Libel — charge of conversion.
It is libelous per se to charge that the plaintiff with others received money for the account of another and wrongfully disposed of and converted the same to then own use.
Appeal by the plaintiff, Charles F. H. Johnson, from an order of the Supreme Court, made at the New York Special Term and entered in the office of the clerk of the county of New York on the 20th day of Hovember, 1911, granting the motion of the defendant Stanley M. Isaacs for judgment on the pleadings.
John V. Judge [John T. Fenlon with him on the brief], for the appellant.
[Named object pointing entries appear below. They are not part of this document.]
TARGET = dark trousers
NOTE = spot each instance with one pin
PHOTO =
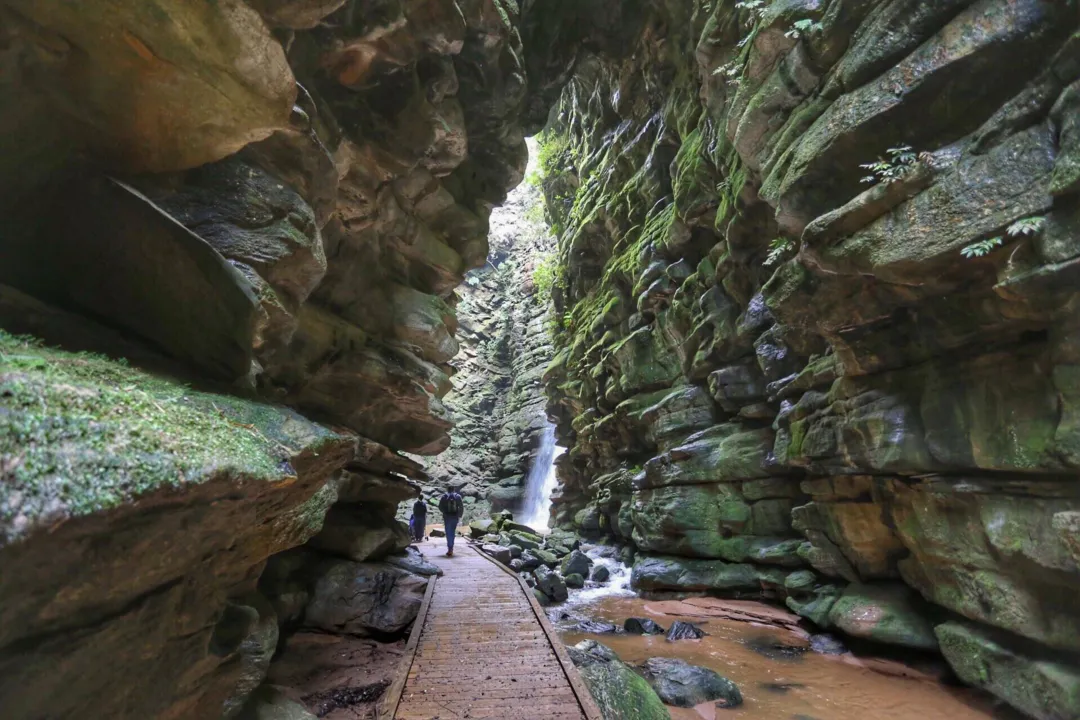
(450, 522)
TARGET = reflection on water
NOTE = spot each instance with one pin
(779, 677)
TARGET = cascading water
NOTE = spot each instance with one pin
(536, 511)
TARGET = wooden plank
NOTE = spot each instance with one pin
(584, 697)
(484, 655)
(388, 705)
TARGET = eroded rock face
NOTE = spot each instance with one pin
(362, 598)
(497, 397)
(277, 199)
(136, 522)
(846, 388)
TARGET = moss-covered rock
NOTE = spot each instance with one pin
(620, 692)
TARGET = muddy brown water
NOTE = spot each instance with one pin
(787, 684)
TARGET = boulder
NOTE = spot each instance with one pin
(536, 558)
(361, 598)
(550, 584)
(642, 626)
(510, 526)
(413, 561)
(889, 613)
(691, 575)
(682, 684)
(270, 703)
(596, 627)
(620, 692)
(1034, 682)
(680, 630)
(499, 553)
(248, 627)
(576, 562)
(362, 531)
(480, 528)
(826, 644)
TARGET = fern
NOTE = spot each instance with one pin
(1030, 226)
(778, 248)
(981, 248)
(800, 27)
(901, 161)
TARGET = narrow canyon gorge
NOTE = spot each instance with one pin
(755, 315)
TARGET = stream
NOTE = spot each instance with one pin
(781, 678)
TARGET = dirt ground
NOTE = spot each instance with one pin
(336, 677)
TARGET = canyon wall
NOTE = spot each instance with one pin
(497, 398)
(269, 205)
(817, 318)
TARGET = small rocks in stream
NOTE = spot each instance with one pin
(499, 553)
(576, 562)
(680, 630)
(596, 627)
(643, 626)
(682, 684)
(773, 648)
(826, 644)
(780, 688)
(551, 584)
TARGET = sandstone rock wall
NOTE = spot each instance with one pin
(272, 201)
(817, 317)
(497, 399)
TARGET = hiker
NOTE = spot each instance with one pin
(451, 506)
(419, 519)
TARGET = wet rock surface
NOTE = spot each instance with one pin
(813, 338)
(621, 693)
(682, 684)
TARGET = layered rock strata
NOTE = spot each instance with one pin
(817, 321)
(497, 398)
(272, 201)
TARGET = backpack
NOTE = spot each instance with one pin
(451, 504)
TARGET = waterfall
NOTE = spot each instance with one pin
(536, 510)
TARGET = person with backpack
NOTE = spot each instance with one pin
(451, 506)
(419, 519)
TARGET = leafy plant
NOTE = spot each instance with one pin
(900, 161)
(731, 71)
(778, 248)
(756, 8)
(1030, 227)
(545, 276)
(981, 248)
(801, 27)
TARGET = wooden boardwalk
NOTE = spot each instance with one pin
(483, 648)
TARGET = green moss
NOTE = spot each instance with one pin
(80, 433)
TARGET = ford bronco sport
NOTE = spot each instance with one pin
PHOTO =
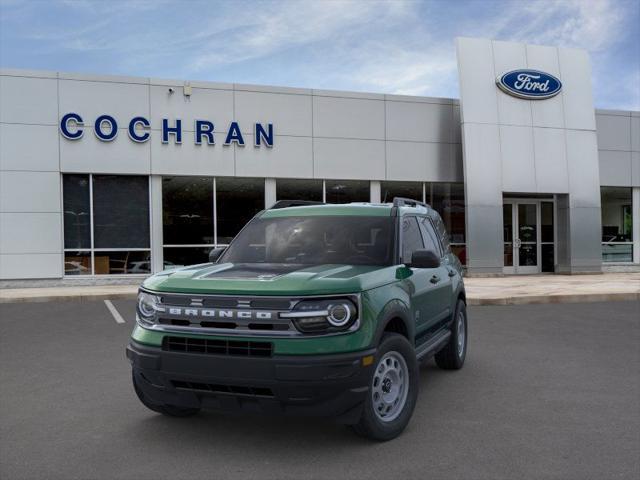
(313, 309)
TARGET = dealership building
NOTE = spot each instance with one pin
(105, 177)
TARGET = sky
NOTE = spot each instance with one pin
(403, 47)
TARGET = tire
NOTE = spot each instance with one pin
(394, 354)
(452, 356)
(169, 410)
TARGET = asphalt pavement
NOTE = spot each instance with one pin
(548, 391)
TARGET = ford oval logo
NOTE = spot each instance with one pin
(529, 84)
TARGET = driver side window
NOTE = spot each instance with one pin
(411, 238)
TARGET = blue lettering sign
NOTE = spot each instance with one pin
(204, 128)
(167, 130)
(234, 135)
(529, 84)
(113, 125)
(133, 135)
(260, 134)
(64, 126)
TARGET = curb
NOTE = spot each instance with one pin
(551, 299)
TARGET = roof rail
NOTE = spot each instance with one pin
(408, 202)
(293, 203)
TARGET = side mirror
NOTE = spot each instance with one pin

Leo G. Rosenblatt, for the respondent.
[MAJORITY — Miller, J.:]
Miller, J.:
The only point in this case is whether it is libelous to charge that the plaintiff and others received money for the account of another, and “wrongfully disposed and converted the same to their own use.” While it is quite true that a technical conversion may not involve moral turpitude, we think there can be no doubt that the average reader would understand the charge complained of to mean that an agent had appropriated his principal’s money to his own use, and it is so plain that such a charge is libelous per se that it is idle to examine the cases of technical conversion cited by the respondent.
The order should be reversed, with ten dollars costs and disbursements, and the motion denied, with ten dollars costs.
Ingraham, P. J., McLaughlin, Laughlin and Dowling, JJ., concurred.
Order reversed, with ten dollars costs and disbursements, and motion denied, with ten dollars costs.